By Hannah Lang
(Reuters) – Democratic U.S. senators introduced a bill on Thursday that would enable the president to sanction foreign cryptocurrency firms doing business with sanctioned Russian entities and prevent them from transacting with U.S. customers.
While the bill is unlikely to become law anytime soon, it could ramp up pressure on cryptocurrency exchanges, which have been on the defensive amid concerns from some lawmakers like Warren that digital assets are being used to circumvent a slew of Western sanctions imposed on Russia following its invasion of Ukraine.
Russian President Vladimir Putin “and his cronies can move, store and hide their wealth using cryptocurrencies, potentially allowing them to evade the historic economic sanctions the U.S. and its partners across the world have levied in response to Russia’s war against Ukraine, Warren said in a statement.
Biden administration officials have said they do not believe Russia could use cryptocurrencies to completely evade sanctions, citing the lack of liquidity in crypto markets to facilitate high-volume transactions. Nevertheless, the Treasury Department has emphasized that digital asset firms are required to comply with the sanctions.

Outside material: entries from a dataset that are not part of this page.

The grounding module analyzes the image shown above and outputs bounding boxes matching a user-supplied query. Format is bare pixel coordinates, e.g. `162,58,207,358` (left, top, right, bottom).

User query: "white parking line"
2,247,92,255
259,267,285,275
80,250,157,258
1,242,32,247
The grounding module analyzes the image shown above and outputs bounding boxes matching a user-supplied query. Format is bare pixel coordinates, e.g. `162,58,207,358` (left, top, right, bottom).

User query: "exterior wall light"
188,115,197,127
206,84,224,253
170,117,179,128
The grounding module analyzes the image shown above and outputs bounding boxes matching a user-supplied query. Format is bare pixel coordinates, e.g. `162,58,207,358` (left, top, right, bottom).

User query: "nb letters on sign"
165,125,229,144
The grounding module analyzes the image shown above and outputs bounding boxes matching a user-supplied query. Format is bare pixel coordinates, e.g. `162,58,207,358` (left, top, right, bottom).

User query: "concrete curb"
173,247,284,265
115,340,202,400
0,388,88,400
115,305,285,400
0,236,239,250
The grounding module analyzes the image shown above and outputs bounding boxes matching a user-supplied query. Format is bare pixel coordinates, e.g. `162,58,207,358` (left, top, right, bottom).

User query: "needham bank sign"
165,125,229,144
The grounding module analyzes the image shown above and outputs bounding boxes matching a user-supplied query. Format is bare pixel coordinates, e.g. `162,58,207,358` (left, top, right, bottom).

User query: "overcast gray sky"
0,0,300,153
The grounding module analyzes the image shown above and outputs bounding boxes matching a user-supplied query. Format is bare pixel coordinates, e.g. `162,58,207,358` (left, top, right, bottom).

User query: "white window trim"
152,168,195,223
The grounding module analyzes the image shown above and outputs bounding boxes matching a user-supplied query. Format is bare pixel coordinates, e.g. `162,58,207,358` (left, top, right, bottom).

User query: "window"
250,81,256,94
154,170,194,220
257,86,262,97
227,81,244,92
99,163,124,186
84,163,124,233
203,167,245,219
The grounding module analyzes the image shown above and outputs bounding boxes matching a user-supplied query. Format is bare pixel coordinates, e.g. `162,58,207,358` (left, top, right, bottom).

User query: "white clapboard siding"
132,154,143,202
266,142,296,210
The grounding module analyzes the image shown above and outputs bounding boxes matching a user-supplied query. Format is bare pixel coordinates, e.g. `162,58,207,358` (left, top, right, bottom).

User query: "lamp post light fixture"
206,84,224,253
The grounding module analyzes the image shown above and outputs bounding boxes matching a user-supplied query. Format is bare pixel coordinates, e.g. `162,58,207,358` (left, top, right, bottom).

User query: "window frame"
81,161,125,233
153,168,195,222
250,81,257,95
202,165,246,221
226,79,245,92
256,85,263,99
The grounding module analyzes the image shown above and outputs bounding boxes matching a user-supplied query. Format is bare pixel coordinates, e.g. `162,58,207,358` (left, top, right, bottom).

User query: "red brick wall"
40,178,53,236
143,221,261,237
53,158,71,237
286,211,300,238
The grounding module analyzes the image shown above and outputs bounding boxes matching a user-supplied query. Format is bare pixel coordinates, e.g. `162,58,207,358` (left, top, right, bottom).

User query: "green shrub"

Warren’s bill would also allow the Treasury secretary to block digital asset platforms operating in the United States from transacting with any Russian crypto users, a step that major crypto exchanges like Coinbase and Kraken have said they would not take without a legal requirement.
The bill would also require the Treasury to publicly identify foreign crypto trading platforms deemed to be at high risk for sanctions evasion and money laundering, and would require U.S. taxpayers to report any offshore crypto transactions exceeding $10,000.